少し安易な気持ちで、個人経営のカメラ屋さんの面接を受けました。
そのお店は、これからDPEに舵を切る為、スタッフを募集してました

晴れてカメラ屋の従業員になった私は、DPEスタッフとして働きました。
DPEとは現像、焼きつけ、引伸しの事ですが、仕事はおもにお客様から、
35ミリのネガフィルムを預かり、スピード仕上げ【55分仕上げ、のちに35分仕上げ】
で同時プリント【現像とプリント 】まで行います。

新品の現像機とプリンター【富士フイルムのミニラボ】を稼働させると、
時にお店のカウンターには毎日大勢のお客様から同時プリントの注文が入りました。
丁度その頃、使い捨てカメラの写ルンですが大人気で、
どこへ行くにも、子供から大人まで、それを持って出かけました。


とても軽く丈夫なカメラ、写ルンですは爆発的に売れました。
お店で売れた写ルンですは、
イベントや旅行のお供をしながら、お店に戻ってきます。

ピーク時には、1日200個程の写ルンですを同時プリントで預かりました。
ミニラボは一日中、休みなく稼働しました。

作業内容は、写ルンですの本体からフィルムを取り出して、
現像機に挿入します。

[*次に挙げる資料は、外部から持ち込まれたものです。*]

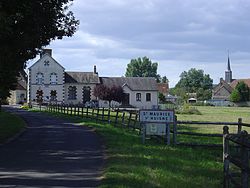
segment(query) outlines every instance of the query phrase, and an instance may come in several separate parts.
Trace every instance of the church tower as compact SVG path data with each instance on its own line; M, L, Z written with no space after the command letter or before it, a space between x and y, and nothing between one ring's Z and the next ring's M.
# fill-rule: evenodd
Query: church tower
M227 70L225 71L225 81L227 83L231 83L232 82L232 71L231 71L231 67L230 67L229 54L228 54L228 59L227 59Z

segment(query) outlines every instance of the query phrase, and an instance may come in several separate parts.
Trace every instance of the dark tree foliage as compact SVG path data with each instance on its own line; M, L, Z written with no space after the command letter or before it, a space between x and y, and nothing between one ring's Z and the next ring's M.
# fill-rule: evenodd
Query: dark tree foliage
M126 77L154 77L159 79L157 75L158 63L152 63L148 57L132 59L127 65L125 73Z
M99 84L95 86L93 95L101 100L109 101L110 104L111 101L121 102L124 97L124 92L121 86L113 85L112 87L107 87L103 84Z
M195 68L190 69L188 72L184 71L180 75L180 80L175 86L175 91L185 93L197 93L199 100L210 99L212 95L213 80L209 74L204 74L203 70ZM180 93L175 93L179 96Z
M245 82L240 81L233 90L230 99L233 102L245 102L249 101L249 95L250 89L248 85Z
M72 1L0 1L0 99L15 88L27 60L52 40L75 33L79 21L68 9Z

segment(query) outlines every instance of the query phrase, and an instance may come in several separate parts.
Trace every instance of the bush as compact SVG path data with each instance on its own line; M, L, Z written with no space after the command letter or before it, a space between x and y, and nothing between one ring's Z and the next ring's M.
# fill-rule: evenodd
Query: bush
M27 103L24 103L20 108L24 109L24 110L28 110L29 109L29 105Z
M191 107L189 104L185 103L183 107L179 110L176 110L177 114L196 114L202 115L202 113L195 107Z

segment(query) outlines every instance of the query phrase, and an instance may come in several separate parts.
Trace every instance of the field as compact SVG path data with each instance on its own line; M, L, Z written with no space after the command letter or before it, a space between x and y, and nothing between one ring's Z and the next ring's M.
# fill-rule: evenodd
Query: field
M178 120L237 122L241 117L243 122L250 123L250 108L197 108L202 115L178 114ZM143 145L136 131L90 119L61 117L95 128L103 137L107 163L100 187L223 187L222 147L166 146L155 139L147 139ZM221 133L222 127L178 125L178 131ZM222 138L207 137L204 141L201 137L178 135L178 141L221 144Z
M250 123L250 108L247 107L214 107L197 106L202 115L184 115L178 114L178 120L183 121L219 121L219 122L237 122L242 118L244 123Z
M16 115L0 112L0 144L12 138L25 127L24 121Z

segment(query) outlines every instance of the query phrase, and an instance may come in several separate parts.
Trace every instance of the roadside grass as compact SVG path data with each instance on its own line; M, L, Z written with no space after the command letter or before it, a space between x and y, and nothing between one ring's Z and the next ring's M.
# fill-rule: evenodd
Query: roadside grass
M177 114L180 121L219 121L237 122L242 118L244 123L250 123L249 107L215 107L215 106L196 106L202 115Z
M0 144L6 142L25 128L25 122L18 116L0 112Z
M96 128L108 161L100 187L222 187L222 150L166 146L135 132L84 122Z
M101 188L106 187L222 187L222 148L167 146L161 140L141 143L138 132L57 113L94 128L106 146L107 162Z

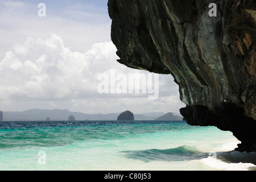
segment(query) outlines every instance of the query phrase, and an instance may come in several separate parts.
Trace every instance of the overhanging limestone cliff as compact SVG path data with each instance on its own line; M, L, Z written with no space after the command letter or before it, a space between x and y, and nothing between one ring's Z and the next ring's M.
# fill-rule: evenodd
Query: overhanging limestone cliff
M209 5L217 5L210 16ZM126 66L171 74L190 125L229 130L256 151L255 0L109 0Z

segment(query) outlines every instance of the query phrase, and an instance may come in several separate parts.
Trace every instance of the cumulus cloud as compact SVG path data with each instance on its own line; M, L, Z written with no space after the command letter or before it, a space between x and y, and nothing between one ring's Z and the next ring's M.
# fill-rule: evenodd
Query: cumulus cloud
M28 37L0 62L0 98L57 100L95 91L93 75L115 52L112 43L96 44L82 53L72 52L55 35L46 40Z

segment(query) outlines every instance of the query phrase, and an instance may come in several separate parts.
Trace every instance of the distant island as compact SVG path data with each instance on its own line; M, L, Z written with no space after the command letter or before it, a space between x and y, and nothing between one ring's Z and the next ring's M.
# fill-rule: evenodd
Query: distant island
M180 121L182 118L177 115L174 115L172 113L168 113L164 115L157 118L155 121Z
M115 121L121 113L85 114L71 111L67 109L32 109L23 111L3 111L3 121L67 121L71 115L74 116L76 121ZM166 114L166 113L163 112L150 112L133 114L133 115L134 120L154 121ZM180 114L172 114L177 118L175 120L182 121L183 117ZM1 117L0 113L0 119Z
M118 121L134 121L134 115L133 113L129 110L126 110L120 114L117 117Z
M68 118L68 121L75 121L76 119L73 115L69 115Z

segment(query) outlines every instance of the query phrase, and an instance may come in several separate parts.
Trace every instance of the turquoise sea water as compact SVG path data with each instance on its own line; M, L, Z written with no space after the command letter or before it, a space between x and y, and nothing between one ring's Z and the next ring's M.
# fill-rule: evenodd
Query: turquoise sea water
M184 122L0 122L0 170L253 170L255 153Z

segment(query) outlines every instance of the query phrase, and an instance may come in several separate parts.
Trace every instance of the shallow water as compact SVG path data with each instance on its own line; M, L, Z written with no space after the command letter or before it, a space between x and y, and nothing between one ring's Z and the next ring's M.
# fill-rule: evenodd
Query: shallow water
M253 170L255 154L184 122L0 123L0 170Z

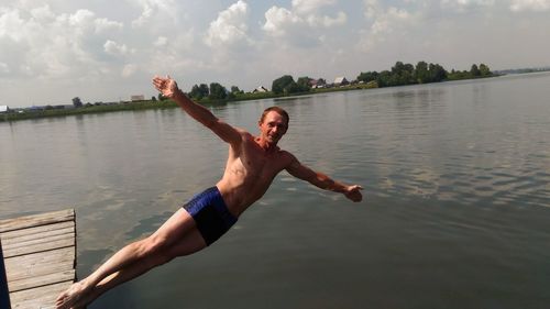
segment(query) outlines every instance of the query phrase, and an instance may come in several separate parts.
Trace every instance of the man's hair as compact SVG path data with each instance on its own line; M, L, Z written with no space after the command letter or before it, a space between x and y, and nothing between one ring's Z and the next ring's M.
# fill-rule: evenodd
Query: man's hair
M288 126L288 122L290 121L290 118L288 117L288 113L286 112L286 110L279 108L279 107L266 108L264 110L264 112L262 113L262 117L260 118L260 123L264 122L265 115L271 111L274 111L274 112L277 112L278 114L280 114L286 121L286 126Z

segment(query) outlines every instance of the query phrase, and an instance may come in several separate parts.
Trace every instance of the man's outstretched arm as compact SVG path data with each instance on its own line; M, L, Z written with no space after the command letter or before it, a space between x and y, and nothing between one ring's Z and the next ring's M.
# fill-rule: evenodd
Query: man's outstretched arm
M155 76L153 78L153 85L163 96L174 100L185 112L208 129L212 130L212 132L220 136L220 139L224 142L232 145L240 143L241 134L235 128L219 120L208 109L187 98L187 96L177 87L176 81L169 76Z
M363 188L361 186L344 185L340 181L331 179L329 176L319 172L315 172L311 168L302 165L295 157L293 157L293 162L288 165L286 170L294 177L306 180L316 187L343 194L348 199L352 201L356 202L363 199L363 195L361 194L361 190Z

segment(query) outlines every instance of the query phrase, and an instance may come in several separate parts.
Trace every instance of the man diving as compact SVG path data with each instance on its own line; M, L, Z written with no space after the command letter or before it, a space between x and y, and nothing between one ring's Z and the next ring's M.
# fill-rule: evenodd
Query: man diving
M155 76L153 85L229 144L223 176L216 186L191 198L152 235L124 246L87 278L73 284L58 296L58 309L84 308L103 293L153 267L209 246L262 198L282 170L321 189L343 194L352 201L363 198L361 186L345 185L315 172L277 146L289 122L288 113L282 108L272 107L262 113L260 133L254 136L219 120L187 98L174 79Z

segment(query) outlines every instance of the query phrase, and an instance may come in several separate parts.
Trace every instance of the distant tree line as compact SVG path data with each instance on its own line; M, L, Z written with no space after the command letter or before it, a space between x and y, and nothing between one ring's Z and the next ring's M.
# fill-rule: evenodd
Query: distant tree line
M358 80L363 82L375 81L377 87L392 87L491 76L493 76L493 73L485 64L481 64L480 66L474 64L470 70L461 71L452 69L449 73L439 64L419 62L415 67L411 64L397 62L392 67L392 70L361 73L358 76Z
M493 73L485 64L472 65L470 70L446 70L439 64L418 62L416 66L397 62L391 70L362 71L354 82L367 84L370 88L404 86L414 84L439 82L446 80L471 79L491 77ZM284 75L272 82L273 95L295 95L311 91L310 77L304 76L294 80L293 76ZM230 90L219 82L210 85L194 85L188 96L195 100L232 100L242 99L250 93L244 93L239 87L232 86ZM160 97L161 100L161 97Z
M493 73L485 64L480 64L479 66L474 64L472 65L470 70L461 71L452 69L451 71L448 71L439 64L418 62L417 65L414 66L411 64L397 62L389 70L383 70L380 73L375 70L362 71L356 77L356 79L352 81L352 84L364 84L367 85L366 88L382 88L491 76L493 76ZM293 76L284 75L273 80L271 93L245 93L237 86L231 86L231 88L228 90L219 82L211 82L210 85L199 84L194 85L191 87L191 90L187 95L197 101L255 99L266 97L268 95L287 96L311 91L312 80L315 79L308 76L302 76L297 80L294 80ZM326 82L326 80L323 80L322 78L318 80L322 80L323 84ZM158 95L158 101L164 101L167 98L163 97L161 93ZM153 97L152 101L156 101L156 98ZM75 106L75 108L81 108L82 106L92 106L90 103L82 104L80 98L78 97L73 99L73 104Z

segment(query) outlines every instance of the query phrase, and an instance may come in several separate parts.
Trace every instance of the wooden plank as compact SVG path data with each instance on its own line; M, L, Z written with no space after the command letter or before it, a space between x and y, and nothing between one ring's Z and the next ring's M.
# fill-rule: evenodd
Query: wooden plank
M32 228L32 227L45 225L51 223L58 223L63 221L74 221L74 220L75 220L74 209L20 217L0 221L0 233Z
M38 238L44 233L51 233L57 230L64 230L66 228L75 227L75 221L65 221L59 223L51 223L41 227L28 228L22 230L13 230L9 232L3 232L1 234L2 242L8 243L10 241L25 241L30 238Z
M24 289L48 286L64 282L74 282L74 280L75 280L75 269L69 269L69 271L47 274L44 276L28 277L20 280L9 282L8 287L10 289L10 293L15 293Z
M28 246L16 246L12 249L4 249L4 258L31 254L43 251L51 251L59 247L75 246L75 238L72 234L58 235L55 238L50 238L50 241L43 242L38 241Z
M54 308L76 279L73 209L0 221L12 308Z
M75 247L62 247L48 251L47 254L41 252L7 258L6 268L10 269L8 280L73 269L75 255Z
M13 250L20 246L30 246L40 243L51 242L58 239L63 239L66 235L73 236L74 234L75 234L75 227L68 227L65 229L48 231L41 235L20 236L8 240L4 240L2 238L2 244L6 251L6 250Z
M57 296L70 287L73 282L25 289L10 295L12 309L40 309L55 305ZM55 308L55 307L54 307Z

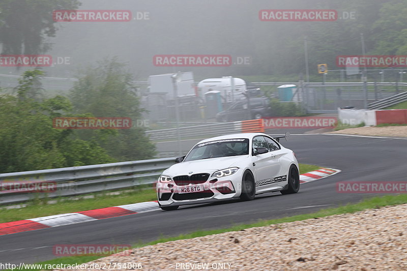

約13分後に現像済のフィルムが機械から出てきます。
フィルムは乾いた状態で出てきますので、
そのままプリンターにセットして一コマごとに露光させます。
露光させたコマは約5分後にプリントとして出てきます。

全てのコマのプリントが揃いましたら、
プリントとフィルムのセットでお返しします。

写ルンですは、手軽に思い出を写真に残してくれました。
家族の貴重な日々を写し留めてくれました。
現像してみると、中には一枚も写ってないフィルム【写ルンです】もあります。
また、全てのコマに撮影者の、指だけ写ってるフィルム【写ルンです 】もあります。
受取った人の落胆振りは、やはり写ルンですならではのものでした。

そして2020年、写ルンですは人気が出ております。
わざわざ写ルンですで写真を撮りたい欲求があります。

それは、失敗して、人差し指しか写ってなかった。
【 結果的には面白い写真かも 】
と予想もしてない物が撮れる楽しみがあるからかも。